Potsdam, ce 12 juillet 1775
Vous croyez, mon cher patriarche, que j'ai toujours l'épée au vent?
Cependant votre lettre m'a trouvé la plume à la main, occupé à corriger d'anciens mémoires que vous vous ressouviendrez peut-être d'avoir vus autrefois peu corrects et peu soignés. Je lèche mes petits; je tâche de les polir. Trente années de différence rendent plus difficile à se satisfaire; et quoique cet ouvrage soit destiné à demeurer enfoui pour toujours dans quelque archive poudreuse; je ne veux pourtant pas qu'il soit mal fait. En voilà assez pour mes occupations
Quant à Morival d'Etallonde, je vois bien que vos bonnes intentions n'ont pas été suffisantes pour déraciner les préjugés du fanatisme des têtes de vos présidents à mortier. Il est plus difficile de faire entendre raison à un docteur en droit que de composer la Henriade. Si Morival ne veut pas faire amende honorable, le cierge au poing, il peut venir ici; je le placerai dans le génie, à votre recommandation. Il vaut mieux étudier Vauban et Coehorn que de s'avilir, surtout lorsqu'on est innocent. Il me semble que les progrès de la raison se font plus rapidement sentir en Allemagne que France. La raison en est, ce me semble, que beaucoup d'ecclésiastiques et d'évêques catholiques, en Allemagne, commencent à avoir honte de leurs superstitieux usages, au lieu qu'en France le clergé fait corps de l'état; et toute grande compagnie reste attachée aux anciens usages, quand même elle en connaît l'abus.

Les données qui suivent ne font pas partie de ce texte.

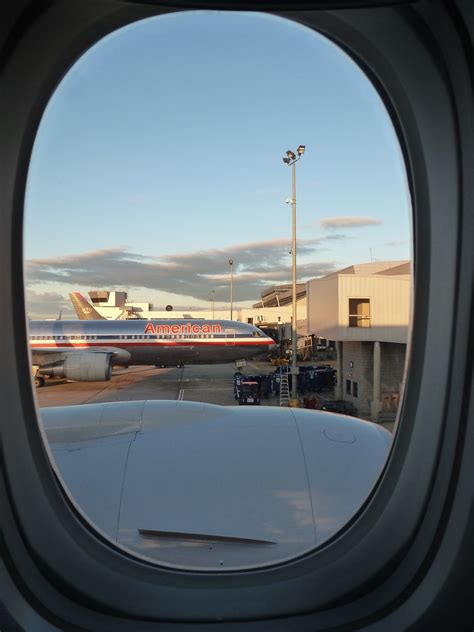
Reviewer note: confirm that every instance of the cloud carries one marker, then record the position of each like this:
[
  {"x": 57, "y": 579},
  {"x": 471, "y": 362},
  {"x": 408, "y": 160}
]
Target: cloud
[
  {"x": 44, "y": 305},
  {"x": 193, "y": 274},
  {"x": 360, "y": 221},
  {"x": 391, "y": 244}
]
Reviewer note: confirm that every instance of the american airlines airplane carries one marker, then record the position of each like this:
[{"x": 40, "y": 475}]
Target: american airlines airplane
[
  {"x": 404, "y": 562},
  {"x": 85, "y": 351}
]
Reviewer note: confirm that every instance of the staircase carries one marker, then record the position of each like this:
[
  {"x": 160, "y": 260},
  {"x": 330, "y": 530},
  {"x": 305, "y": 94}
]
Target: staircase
[{"x": 284, "y": 390}]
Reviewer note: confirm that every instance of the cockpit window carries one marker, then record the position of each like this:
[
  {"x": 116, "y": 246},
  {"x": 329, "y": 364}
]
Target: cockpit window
[{"x": 185, "y": 434}]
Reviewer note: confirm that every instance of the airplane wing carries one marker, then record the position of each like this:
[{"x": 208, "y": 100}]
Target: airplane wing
[
  {"x": 205, "y": 486},
  {"x": 84, "y": 365},
  {"x": 59, "y": 354}
]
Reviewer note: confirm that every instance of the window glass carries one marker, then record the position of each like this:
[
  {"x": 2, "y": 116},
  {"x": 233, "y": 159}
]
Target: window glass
[{"x": 166, "y": 138}]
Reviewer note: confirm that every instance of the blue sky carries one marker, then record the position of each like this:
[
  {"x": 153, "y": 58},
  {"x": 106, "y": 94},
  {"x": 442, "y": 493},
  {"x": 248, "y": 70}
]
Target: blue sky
[{"x": 159, "y": 157}]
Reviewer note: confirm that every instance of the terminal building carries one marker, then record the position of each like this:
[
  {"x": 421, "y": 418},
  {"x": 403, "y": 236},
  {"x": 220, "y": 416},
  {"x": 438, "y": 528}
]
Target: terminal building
[{"x": 365, "y": 309}]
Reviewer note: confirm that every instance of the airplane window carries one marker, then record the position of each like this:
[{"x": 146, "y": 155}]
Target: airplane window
[{"x": 174, "y": 155}]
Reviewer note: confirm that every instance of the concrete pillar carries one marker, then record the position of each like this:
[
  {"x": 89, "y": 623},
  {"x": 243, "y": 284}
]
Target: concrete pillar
[
  {"x": 376, "y": 404},
  {"x": 339, "y": 385}
]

On n'a parlé ici que du sacre de Reims, des cérémonies bizarres qui s'observent, et de la sainte ampoule, dont l'histoire est digne des Lapons. Un prince sage et éclairé pourrait abolir et la sainte ampoule, et le sacre même.
J'ai vu ici deux jeunes Français bien aimables: l'un est un m. de Laval Montmorency, et l'autre un Clermont-Gallerande. Ce dernier surtout a de la vivacité d'esprit, à laquelle est jointe une conduite mesurée et sage. Au lieu d'assister au sacre, ils voyagent. Ils ont été avec moi en Prusse, d'où ils se sont rendus à Varsovie, dans le dessein d'aller à Vienne.

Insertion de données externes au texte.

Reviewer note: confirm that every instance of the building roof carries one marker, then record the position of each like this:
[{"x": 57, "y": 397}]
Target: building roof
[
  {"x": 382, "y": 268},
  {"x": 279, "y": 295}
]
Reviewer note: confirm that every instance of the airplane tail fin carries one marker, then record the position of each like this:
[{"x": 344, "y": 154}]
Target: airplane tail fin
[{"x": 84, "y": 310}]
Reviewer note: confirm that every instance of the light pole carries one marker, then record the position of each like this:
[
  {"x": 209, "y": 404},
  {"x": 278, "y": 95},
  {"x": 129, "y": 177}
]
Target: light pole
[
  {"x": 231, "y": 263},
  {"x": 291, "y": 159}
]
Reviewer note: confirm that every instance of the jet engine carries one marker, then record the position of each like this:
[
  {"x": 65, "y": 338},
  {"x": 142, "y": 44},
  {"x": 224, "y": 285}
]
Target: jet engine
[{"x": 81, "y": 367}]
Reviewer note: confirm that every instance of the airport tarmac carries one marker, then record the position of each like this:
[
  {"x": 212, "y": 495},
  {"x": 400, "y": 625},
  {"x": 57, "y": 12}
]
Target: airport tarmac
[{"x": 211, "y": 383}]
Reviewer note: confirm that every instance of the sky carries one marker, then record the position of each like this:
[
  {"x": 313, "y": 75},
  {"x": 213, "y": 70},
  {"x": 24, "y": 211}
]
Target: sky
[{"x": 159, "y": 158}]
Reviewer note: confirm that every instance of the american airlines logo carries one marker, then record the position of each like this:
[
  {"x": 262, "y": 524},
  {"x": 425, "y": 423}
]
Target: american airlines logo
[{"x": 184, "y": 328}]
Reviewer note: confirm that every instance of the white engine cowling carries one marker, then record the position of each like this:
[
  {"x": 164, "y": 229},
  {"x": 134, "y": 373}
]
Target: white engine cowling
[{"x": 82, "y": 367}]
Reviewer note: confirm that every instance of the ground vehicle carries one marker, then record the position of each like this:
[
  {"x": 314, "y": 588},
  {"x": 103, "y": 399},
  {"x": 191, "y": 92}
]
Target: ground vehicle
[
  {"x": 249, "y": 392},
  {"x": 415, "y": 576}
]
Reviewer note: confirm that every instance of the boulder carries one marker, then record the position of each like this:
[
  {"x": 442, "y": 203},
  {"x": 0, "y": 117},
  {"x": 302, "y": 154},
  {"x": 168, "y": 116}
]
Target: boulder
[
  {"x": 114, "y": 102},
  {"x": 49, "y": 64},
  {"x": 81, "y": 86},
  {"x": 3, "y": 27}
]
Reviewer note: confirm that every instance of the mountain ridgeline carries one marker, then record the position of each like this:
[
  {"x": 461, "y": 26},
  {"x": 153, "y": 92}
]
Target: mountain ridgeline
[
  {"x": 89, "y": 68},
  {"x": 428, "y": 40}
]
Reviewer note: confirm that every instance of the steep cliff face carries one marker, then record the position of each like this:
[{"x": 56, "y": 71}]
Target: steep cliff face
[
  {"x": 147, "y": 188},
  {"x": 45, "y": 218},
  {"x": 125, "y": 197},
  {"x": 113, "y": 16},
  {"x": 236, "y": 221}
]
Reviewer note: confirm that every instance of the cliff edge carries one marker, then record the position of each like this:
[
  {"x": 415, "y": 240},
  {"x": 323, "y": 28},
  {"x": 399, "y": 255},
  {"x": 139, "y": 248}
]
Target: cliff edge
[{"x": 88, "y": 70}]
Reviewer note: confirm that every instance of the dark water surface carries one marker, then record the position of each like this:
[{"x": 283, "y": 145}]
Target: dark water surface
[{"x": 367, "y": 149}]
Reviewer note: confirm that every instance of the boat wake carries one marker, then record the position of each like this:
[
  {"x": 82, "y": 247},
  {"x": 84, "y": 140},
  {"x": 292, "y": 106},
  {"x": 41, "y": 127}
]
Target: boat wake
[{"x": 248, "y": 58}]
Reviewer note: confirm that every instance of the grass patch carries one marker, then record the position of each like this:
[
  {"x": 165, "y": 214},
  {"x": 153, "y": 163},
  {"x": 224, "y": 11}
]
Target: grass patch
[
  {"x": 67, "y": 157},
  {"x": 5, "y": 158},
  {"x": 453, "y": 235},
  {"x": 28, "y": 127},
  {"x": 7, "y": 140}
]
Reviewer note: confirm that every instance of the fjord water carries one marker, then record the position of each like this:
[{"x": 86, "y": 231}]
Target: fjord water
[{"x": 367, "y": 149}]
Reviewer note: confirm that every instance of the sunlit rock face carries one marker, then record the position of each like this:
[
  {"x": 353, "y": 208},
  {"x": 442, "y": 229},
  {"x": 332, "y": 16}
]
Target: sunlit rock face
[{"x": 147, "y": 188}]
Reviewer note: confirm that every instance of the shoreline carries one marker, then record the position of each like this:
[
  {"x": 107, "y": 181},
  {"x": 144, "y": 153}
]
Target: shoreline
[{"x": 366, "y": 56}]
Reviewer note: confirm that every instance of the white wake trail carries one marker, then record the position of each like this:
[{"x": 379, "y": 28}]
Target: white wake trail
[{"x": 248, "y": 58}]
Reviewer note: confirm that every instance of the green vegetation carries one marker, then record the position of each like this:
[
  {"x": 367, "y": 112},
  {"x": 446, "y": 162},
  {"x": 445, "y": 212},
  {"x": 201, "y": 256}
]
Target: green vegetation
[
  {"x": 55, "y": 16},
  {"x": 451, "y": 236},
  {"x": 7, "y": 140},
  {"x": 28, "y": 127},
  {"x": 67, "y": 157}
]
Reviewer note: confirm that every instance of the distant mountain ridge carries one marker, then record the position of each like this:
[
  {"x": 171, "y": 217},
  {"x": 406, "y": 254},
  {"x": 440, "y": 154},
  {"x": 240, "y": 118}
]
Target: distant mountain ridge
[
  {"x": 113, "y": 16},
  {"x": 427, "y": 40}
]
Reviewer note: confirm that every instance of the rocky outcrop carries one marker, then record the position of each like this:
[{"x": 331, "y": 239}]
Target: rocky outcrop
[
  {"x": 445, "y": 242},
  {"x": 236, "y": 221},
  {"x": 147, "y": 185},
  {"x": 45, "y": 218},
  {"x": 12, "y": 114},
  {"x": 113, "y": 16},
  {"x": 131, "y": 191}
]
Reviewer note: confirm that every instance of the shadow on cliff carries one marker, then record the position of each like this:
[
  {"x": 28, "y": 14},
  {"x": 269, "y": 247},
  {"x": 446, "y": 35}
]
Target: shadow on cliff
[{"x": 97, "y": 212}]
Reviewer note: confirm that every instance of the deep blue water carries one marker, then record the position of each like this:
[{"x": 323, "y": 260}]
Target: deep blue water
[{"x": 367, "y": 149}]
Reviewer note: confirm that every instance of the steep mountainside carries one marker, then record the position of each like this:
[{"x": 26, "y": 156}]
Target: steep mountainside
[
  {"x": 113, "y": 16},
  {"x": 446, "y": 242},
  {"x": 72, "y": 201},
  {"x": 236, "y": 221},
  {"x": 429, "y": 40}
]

Le Kain est venu ici; il jouera Œdipe, Orosmane et Mahomet. Je sais qu'il a été à Ferney, il sera obligé de me conter tout ce qu'il sait et ne sait pas de celui qui rend ce bourg si célèbre. J'ai vu jouer Aufresne l'année passée. Je vous dirai auquel des deux je donne la préférence, quand j'aurai vu jouer celui-ci.
J'ai toute la maison pleine de nièces, de neveux et de petits-neveux; il faut leur donner des spectacles qui les dédommagent de l'ennui qu'ils peuvent gagner en la compagnie d'un vieillard. Il faut se rendre justice, et se rendre supportable à la jeunesse. Ceci me regarde. Vous aurez le privilège exclusif de ne jamais vieillir; et quand même quelques infirmités attaquent votre corps, votre esprit triomphe de leurs atteintes, et semble acquérir tous les jours des forces nouvelles.
Que Minerve, qu'Apollon, que les muses et les grâces veillent sur leur plus bel ouvrage, et qu'ils conservent encore longtemps celui dont des siècles ne pourraient réparer la perte! Voilà les vœux que l'ermite de Sans-Souci fait pour le patriarche de Ferney. Vale.